In Lee terkejut, “Aku tak
berani!” katanya.
Cia Soen tertawa. “Cia Kong
Kong, kau dan popo adalah saudara angkat. Segala urusan bisa dibereskan secara
damai.”
Cia Soen tertawa sedih,
“Cobalah totok aku,” katanya pula. “Kau tak usah takut. Kau di perintah
olehku.”
In lee tak bisa menolak lagi.
Ia segera membalut telunjuk tangan kanannya dengan sapu tangan dan kemudai
menotok pundak Cia Soen. “Aduh!” ia menjerit, tubuhnya terpental setombak lebih
dan ia jatuh duduk. Ia merasa kesakitan hebat, seolah2 tulang2nya patah semua.
“Cia Hiantee, kau sungguh
beracun,” kata Kim Hoa popo. “Sebab takut aku mendapat pembantu, kau bertindak
untuk menyingkirkannya.”
Cia Soen tidak lantas
menjawab. Selang beberapa saat barulah ia berkata, “Anak ini sangat baik
hatinya. Ia menotok hanya dengan menggunakan dua tiga bagian tenaga. Ia
membungkus jarinya dan tidak mengerahkan racun Cian coe, bagus2! Kalau dia
tidak berhati mulia, racun laba2 sekarang sudah menyebar jantungnya dan ia
tentu sudah menjadi mayat.”
Mendengar itu, keringat dingin
mengucur dari hati Boe Kie. Orang2 Beng Kauw memang agak kejam, pikirannya.
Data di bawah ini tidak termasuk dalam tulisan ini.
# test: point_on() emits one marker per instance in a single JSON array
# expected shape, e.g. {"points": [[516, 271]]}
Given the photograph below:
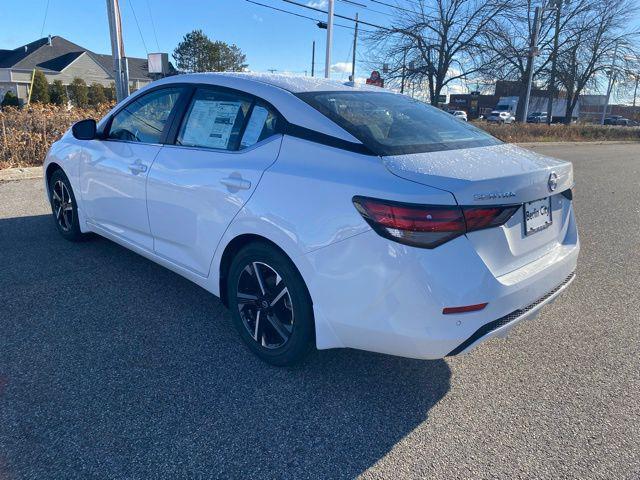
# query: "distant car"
{"points": [[501, 117], [618, 120], [461, 114], [537, 117]]}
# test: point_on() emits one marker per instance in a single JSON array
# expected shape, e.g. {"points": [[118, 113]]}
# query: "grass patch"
{"points": [[534, 132], [26, 134]]}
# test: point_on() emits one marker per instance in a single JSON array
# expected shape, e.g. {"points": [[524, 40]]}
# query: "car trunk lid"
{"points": [[498, 175]]}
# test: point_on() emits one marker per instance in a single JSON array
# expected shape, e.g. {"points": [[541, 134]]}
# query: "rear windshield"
{"points": [[392, 124]]}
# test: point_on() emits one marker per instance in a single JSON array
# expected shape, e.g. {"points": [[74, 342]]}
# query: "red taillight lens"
{"points": [[428, 226], [418, 225]]}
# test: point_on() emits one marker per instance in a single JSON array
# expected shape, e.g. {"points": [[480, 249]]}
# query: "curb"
{"points": [[13, 174], [560, 144]]}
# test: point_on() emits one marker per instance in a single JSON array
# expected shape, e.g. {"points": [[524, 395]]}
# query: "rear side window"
{"points": [[144, 119], [392, 124], [262, 124], [214, 120]]}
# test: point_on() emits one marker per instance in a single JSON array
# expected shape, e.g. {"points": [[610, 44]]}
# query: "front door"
{"points": [[197, 186], [114, 171]]}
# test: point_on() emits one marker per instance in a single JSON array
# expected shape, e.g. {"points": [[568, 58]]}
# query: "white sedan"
{"points": [[323, 215]]}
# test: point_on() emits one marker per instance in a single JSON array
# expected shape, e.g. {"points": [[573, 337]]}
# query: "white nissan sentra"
{"points": [[322, 214]]}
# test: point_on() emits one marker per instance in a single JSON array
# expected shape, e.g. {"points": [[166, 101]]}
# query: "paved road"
{"points": [[112, 367]]}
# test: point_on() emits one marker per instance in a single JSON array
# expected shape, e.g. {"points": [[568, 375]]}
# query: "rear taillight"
{"points": [[428, 226]]}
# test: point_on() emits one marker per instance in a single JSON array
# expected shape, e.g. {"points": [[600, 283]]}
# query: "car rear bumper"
{"points": [[381, 296]]}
“Gie hoe yg begitu mulia, tak urung telengas juga.”
“A lee, mengapa kau begitu
baik terhadapku?” tanya Ciao Soen.
”Sebab kau … kau …. Adalah
ayah angkatnya. Sebab kau dengan kesini untuk kepentingannya. Didalam dunia,
hanya kita berdua, kau dan aku yg masih memperhatikan dia.”
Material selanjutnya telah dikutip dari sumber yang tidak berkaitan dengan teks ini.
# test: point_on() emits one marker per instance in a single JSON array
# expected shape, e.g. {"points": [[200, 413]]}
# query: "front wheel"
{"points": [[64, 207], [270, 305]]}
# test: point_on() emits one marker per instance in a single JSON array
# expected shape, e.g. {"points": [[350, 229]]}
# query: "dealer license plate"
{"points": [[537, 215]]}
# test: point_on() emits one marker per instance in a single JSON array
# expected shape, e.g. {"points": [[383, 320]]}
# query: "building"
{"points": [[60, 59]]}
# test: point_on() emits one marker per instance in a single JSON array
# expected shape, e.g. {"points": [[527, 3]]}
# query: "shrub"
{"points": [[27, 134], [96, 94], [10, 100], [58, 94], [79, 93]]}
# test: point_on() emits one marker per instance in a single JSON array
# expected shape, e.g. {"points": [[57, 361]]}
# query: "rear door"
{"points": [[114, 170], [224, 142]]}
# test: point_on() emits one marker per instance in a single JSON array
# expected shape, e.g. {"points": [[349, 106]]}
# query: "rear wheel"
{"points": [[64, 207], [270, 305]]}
“Ah! Aku tak nyana kau begitu
menyayangi Boe Kie. Hampir2 aku mengambil jiwamu. Mari! Aku ingin membisikkan
sesuatu dikupingmu.”
Perlahan2, sambil menahan
sakit, In Lee bangun berdiri lalu menghampiri Cia Soen.
“Aku akan turunkan pelajaran
semacam Lwee kang kepadamu,” bisik Cia Soen di kuping nona. “Lwee kang
didapatkan olehku di Peng hwee to dan merupakan hasil jerih payahku selama
seumur hidup.” Sebab berkata begitu ia segera membaca pelajaran tersebut, dari
kepala sampai di buntut. Tentu saja In Lee tidak bisa lantas mengerti dan ia
hanya coba menghafalnya. Sesudah membaca tiga kali beruntun Cia Soen bertanya
“Apa kau sudah ingat semua?”
“Ya” jawabnya.
“Kau harus berlatih terus dan
sesudah berlatih diri selama lima tahun, kau akan memperoleh hasilnya. Apa kau
tahu maksudku yg sebenarnya dalam memberi pelajaran ini?”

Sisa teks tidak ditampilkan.